Scope of the standard (paras. BC18-BC23)

BC18 In ED 8, the Board proposed extending the scope of the IFRS to all entities that have public accountability rather than just entities whose securities are publicly traded. The Board noted that it was premature to adopt the proposed definition of public accountability that is being considered in a separate Board project on small and medium‑sized entities (SMEs). However, the Board decided that the scope of the standard should be extended to include entities that hold assets in a fiduciary capacity for a broad group of outsiders. The Board concluded that the SMEs project is the most appropriate context in which to decide whether to extend the scope of the requirements on segment reporting to other entities.

BC19 Some respondents to ED 8 commented that the scope of the IFRS should not be extended until the Board has reached a conclusion on the definitions of 'fiduciary capacity' and 'public accountability' in the SMEs project. They argued that the terms needed clarification and definition.
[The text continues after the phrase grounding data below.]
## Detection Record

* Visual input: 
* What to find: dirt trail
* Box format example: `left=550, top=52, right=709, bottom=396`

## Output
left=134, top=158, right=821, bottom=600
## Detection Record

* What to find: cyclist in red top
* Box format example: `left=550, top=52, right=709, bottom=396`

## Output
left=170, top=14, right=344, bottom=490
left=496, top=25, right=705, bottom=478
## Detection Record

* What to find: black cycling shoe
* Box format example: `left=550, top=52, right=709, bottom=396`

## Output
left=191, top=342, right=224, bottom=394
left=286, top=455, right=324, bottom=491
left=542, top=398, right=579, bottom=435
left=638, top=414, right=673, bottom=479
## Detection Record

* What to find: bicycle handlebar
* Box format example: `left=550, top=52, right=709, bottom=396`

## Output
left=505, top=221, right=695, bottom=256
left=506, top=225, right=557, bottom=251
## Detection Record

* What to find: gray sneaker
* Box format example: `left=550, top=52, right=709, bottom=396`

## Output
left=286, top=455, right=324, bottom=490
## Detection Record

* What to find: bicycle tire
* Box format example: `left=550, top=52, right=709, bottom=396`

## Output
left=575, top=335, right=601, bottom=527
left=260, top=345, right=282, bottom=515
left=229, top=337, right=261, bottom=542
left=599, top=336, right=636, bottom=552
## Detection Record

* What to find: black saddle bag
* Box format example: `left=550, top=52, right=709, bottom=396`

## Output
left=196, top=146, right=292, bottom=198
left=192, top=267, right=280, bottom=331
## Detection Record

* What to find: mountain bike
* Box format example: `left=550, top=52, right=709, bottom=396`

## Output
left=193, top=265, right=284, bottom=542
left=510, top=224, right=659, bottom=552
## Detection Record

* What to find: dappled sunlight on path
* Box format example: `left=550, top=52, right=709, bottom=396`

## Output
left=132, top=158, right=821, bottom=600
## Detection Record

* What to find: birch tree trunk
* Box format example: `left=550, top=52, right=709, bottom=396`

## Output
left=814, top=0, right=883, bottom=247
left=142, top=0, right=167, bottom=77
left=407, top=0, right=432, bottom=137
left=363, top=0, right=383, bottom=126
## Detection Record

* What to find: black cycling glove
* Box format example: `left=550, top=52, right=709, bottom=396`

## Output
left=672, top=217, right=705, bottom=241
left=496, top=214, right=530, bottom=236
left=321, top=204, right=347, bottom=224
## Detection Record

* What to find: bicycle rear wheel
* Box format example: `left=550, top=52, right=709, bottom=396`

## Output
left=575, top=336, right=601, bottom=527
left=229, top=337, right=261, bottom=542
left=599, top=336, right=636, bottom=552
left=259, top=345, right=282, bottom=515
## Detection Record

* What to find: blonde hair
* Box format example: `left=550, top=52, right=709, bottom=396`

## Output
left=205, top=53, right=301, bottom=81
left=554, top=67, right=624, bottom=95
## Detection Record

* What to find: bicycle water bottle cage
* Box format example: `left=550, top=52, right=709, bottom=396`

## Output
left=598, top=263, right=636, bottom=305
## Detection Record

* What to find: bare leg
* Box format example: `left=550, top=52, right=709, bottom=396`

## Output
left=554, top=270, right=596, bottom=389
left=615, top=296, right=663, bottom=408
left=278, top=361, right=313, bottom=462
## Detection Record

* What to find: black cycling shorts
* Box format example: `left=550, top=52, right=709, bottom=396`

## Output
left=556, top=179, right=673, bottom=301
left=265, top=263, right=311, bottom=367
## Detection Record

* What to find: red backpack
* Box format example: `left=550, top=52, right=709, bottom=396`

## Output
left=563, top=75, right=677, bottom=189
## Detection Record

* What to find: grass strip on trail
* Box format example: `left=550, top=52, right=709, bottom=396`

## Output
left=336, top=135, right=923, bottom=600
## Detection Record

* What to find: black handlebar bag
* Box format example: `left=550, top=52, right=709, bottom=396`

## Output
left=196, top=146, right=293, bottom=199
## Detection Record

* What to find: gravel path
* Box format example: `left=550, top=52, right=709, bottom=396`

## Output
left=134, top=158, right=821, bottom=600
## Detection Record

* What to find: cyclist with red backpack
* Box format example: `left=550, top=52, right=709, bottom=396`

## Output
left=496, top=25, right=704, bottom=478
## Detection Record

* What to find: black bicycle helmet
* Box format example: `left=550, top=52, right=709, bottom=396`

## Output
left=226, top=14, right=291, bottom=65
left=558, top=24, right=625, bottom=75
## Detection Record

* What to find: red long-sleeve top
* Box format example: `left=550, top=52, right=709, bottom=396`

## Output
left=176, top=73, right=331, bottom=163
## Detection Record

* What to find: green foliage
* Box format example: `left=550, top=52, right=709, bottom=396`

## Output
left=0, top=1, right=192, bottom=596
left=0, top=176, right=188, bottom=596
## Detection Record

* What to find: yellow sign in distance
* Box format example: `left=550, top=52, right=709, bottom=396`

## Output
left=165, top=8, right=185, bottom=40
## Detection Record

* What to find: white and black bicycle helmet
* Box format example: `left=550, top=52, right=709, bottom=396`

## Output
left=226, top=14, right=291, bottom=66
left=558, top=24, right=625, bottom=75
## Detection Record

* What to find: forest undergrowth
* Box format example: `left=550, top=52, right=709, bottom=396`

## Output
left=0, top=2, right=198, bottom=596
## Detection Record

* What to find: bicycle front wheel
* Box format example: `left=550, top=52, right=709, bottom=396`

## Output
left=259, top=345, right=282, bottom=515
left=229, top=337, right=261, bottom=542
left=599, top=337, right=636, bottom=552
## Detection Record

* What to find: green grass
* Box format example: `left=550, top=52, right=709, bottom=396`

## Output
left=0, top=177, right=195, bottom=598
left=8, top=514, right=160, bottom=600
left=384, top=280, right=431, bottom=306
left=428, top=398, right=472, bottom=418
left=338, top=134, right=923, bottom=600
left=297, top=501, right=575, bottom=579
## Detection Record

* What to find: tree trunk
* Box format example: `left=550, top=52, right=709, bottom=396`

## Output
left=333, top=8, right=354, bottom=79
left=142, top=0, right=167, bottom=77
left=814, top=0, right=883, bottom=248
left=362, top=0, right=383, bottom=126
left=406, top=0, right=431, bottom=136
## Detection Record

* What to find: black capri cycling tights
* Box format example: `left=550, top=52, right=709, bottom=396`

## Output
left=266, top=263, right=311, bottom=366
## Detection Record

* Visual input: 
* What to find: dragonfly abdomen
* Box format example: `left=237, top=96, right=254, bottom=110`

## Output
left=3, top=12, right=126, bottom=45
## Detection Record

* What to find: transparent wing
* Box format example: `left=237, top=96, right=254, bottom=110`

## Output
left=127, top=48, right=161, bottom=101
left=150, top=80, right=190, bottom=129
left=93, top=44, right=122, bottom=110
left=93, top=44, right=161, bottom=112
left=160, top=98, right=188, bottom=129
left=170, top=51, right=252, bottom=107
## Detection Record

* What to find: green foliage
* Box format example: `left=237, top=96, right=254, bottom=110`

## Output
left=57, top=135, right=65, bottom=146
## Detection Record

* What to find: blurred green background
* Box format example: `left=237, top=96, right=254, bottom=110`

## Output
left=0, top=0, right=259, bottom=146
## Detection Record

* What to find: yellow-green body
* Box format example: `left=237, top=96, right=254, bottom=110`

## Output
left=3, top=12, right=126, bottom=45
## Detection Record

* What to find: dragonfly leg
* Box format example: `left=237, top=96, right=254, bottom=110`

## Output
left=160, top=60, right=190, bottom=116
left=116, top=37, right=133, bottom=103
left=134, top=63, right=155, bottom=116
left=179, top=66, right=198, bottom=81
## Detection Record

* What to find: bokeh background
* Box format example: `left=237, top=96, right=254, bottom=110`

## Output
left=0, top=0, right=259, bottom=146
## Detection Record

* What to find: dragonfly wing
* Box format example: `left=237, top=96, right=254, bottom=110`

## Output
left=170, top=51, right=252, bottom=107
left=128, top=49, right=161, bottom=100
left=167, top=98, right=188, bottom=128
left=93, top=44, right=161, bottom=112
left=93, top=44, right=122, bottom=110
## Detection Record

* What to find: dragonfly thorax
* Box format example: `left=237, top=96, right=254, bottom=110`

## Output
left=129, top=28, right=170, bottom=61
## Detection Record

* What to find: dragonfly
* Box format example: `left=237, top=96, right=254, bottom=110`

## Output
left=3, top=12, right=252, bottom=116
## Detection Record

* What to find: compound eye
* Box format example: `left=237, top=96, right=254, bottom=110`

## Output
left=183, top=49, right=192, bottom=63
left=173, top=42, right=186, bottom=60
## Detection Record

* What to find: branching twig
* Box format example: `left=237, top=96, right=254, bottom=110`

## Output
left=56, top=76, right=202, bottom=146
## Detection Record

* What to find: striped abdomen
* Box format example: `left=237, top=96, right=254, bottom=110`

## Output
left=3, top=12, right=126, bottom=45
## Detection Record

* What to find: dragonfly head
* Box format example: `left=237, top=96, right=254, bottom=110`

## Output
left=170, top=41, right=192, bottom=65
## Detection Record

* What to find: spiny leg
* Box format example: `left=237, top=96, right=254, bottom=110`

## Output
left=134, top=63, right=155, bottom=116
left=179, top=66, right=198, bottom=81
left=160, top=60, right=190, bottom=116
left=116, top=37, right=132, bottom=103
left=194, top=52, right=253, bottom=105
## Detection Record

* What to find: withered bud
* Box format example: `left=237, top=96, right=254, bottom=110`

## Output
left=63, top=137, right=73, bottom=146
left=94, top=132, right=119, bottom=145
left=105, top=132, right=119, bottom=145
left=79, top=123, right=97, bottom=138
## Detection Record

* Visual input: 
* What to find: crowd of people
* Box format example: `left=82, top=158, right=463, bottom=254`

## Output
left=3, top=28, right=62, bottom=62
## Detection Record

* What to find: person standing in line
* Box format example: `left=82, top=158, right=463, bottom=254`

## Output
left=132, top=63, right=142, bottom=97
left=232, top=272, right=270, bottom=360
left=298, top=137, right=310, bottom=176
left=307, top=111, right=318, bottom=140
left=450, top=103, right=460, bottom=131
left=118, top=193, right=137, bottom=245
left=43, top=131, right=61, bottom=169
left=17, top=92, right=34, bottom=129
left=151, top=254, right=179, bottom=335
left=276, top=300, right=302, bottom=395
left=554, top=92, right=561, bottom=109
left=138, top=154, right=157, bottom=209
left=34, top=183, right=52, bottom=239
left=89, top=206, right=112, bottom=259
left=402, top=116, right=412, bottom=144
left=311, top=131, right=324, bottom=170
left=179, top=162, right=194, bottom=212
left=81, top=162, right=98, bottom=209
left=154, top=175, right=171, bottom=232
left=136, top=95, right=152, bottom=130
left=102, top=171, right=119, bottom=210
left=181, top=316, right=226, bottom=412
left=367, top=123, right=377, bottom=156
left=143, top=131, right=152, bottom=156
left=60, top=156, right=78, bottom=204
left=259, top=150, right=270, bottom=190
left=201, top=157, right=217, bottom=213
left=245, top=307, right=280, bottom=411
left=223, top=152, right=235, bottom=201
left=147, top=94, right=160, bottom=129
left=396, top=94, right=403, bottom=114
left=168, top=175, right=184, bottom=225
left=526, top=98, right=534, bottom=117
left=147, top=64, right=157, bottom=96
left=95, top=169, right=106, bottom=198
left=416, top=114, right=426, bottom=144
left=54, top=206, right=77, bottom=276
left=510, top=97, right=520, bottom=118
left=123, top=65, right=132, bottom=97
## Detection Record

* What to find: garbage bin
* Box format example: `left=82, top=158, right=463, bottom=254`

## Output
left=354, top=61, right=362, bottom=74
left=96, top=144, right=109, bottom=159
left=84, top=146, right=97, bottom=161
BC20 The Board accepted these concerns and decided that the IFRS should not apply to entities that hold assets in a fiduciary capacity. However, the Board decided that publicly accountable entities should be within the scope of the IFRS, and that a future amendment of the scope of the IFRS should be proposed to include publicly accountable entities once the definition has been properly developed in the SMEs project. The proposed amendment will therefore be exposed at the same time as the exposure draft of the proposed IFRS for SMEs.